Raporda Suudi Arabistan ve diğer Körfez ülkelerinden yaşlı, zengin erkeklerin
mülteci kamplarından ergen kız çocuklarını satın aldıkları vurgulanmakta -
muhabbet tellalları aracılığıyla pazarlanan bu kızların yaşları 12’ye kadar
düşebiliyor! Tabii yalnız Körfez zenginleri değil, parasına güvenen erkek T.C.

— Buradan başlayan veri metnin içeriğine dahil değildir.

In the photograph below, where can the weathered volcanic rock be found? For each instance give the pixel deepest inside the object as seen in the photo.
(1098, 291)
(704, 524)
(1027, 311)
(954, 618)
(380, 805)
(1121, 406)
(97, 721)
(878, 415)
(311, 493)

yurttaşları da bu kirli pazarın müşterisi durumunda: onlar da 12-13 yaşındaki
kız çocukları üçüncü, dördüncü eş olarak haremlerine katıyor, ya da muta
nikahıyla, geceliğine kiralıyorlar! Raporda, askerlerin de para karşılığı
Suriyeli çocuklara ilişkiye girdiği belirtilmekte…[19]
Peki ne
oluyor? Çocuklara yönelik bu sınır tanımaz cinsel saldırganlık neden, nasıl
böyle zincirinden boşandı?
İşin “arz”
yanında hiç kuşku yok ki, yoksullaşma[20] ve
onun getirdiği toplumsal çöküntü var: eğitim yetersizliği, aile içi geçimsizlik
ve şiddetin yükselişi, adi ve örgütlü suçlarda artış vb. vb. Yoksullar, bakma
yetisinden yoksun bırakıldıkları çocuklarından, özellikle de nihayetinde “ele
gidecek” olarak gördükleri kız çocuklarından daha kolay vaz geçebiliyor,[21] ya da çocuklarını sokağın gözetimine
terk etmek durumunda kalıyor.
Ama sorun salt
yoksullaşma ile açıklanabilecek kadar yalın değil. Sosyalist sistemin çöküşü,
uluslararası güçlerin Ortadoğu’ya hâkimiyet sağlama çabalarının bölgede
yarattığı kaos, Türk devletinin Kürt bölgelerinde yıllar boyu yürüttüğü kirli
savaş… sayıları milyonları bulan insanı yerinden yurdundan ederek tutunacak
hiçbir dalı, hiçbir yaşam güvencesi olmayan iç ve dış sığınmacılar durumuna
düşürdü. Bu kırılgan kesimin en kırılganlarını, (kadınlar) ve çocuklar oluşturuyor…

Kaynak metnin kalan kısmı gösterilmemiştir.